2 min, Depuis 2020, les nappes du Bal de la Rose ne finissent pas enroulées dans un carton. Princesse Caroline de Hanovre a instauré cette tradition de recyclage. Six couturières les tressent à la main. La collection « Galaxy », issue du 70e bal donné le 21 mars 2026, sort mardi 16 juin.
Du métal galactique à la pièce d’artisanat, le tissu garde la mémoire de la soirée
Le thème était « Galaxy ». Christian Louboutin avait habillé la Salle des Étoiles du Sporting Monte-Carlo pour 800 convives, sous la présidence du Prince Albert II et de la Princesse Caroline. Les nappes métalliques qui ont recouvert les tables ce soir-là ressortent transformées : associées à un denim bleu profond, elles deviennent porte-bouteilles, porte-serviettes, dessous de verre, boîtes à mouchoirs, sacs à main et pièces décoratives.

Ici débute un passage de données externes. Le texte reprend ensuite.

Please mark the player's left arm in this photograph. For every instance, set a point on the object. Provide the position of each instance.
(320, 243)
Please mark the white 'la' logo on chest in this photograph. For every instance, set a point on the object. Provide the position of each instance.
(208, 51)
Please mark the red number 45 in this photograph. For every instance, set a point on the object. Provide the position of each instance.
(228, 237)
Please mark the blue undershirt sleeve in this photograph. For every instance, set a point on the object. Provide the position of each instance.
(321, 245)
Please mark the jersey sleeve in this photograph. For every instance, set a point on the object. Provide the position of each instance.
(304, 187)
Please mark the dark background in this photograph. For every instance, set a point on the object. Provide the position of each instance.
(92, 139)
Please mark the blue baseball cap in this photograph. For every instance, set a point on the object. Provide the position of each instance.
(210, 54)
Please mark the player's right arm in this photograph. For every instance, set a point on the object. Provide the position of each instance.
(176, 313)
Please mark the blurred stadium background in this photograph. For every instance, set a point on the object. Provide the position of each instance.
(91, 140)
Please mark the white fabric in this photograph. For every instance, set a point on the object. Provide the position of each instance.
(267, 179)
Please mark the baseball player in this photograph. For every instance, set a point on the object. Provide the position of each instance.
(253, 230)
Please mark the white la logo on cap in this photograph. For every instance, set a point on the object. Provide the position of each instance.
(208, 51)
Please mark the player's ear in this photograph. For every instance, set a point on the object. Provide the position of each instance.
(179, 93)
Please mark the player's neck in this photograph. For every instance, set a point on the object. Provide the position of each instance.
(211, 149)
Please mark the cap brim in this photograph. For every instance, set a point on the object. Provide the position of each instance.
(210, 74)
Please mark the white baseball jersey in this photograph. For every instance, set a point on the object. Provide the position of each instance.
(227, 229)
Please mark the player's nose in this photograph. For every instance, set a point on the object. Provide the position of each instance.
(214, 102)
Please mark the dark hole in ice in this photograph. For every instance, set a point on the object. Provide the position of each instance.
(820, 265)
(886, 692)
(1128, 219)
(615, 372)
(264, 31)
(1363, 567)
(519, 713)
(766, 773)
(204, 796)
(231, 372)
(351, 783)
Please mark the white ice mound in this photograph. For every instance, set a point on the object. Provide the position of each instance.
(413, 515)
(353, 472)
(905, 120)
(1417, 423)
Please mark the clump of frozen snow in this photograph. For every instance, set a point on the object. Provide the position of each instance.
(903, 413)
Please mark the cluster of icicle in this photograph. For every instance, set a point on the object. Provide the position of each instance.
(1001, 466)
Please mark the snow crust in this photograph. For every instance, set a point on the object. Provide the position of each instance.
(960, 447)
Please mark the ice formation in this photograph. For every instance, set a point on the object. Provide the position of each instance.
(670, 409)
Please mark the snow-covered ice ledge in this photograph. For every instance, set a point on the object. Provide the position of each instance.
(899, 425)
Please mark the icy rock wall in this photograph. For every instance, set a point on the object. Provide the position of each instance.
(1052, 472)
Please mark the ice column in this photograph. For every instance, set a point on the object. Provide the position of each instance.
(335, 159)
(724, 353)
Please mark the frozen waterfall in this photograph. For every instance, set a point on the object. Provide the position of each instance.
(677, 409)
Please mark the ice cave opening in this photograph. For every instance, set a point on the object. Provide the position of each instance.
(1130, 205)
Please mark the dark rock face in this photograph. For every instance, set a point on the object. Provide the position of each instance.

Chaque objet porte une rose stylisée. C’est le signe de reconnaissance, le lien discret entre le grand soir monégasque et l’objet du quotidien.
Le tressage manuel comme méthode : pourquoi pas une machine ?
La technique est entièrement manuelle. Six couturières s’y attellent. Le choix du tressage à la main n’est pas seulement esthétique : il permet de travailler des matériaux de récupération aux formats irréguliers, de conserver la patine du tissu de gala sans l’uniformiser. Le métal des nappes, souple mais marqué par le pliage et l’usage, demande une manipulation au cas par cas. Une machine standardiserait. La main adapte.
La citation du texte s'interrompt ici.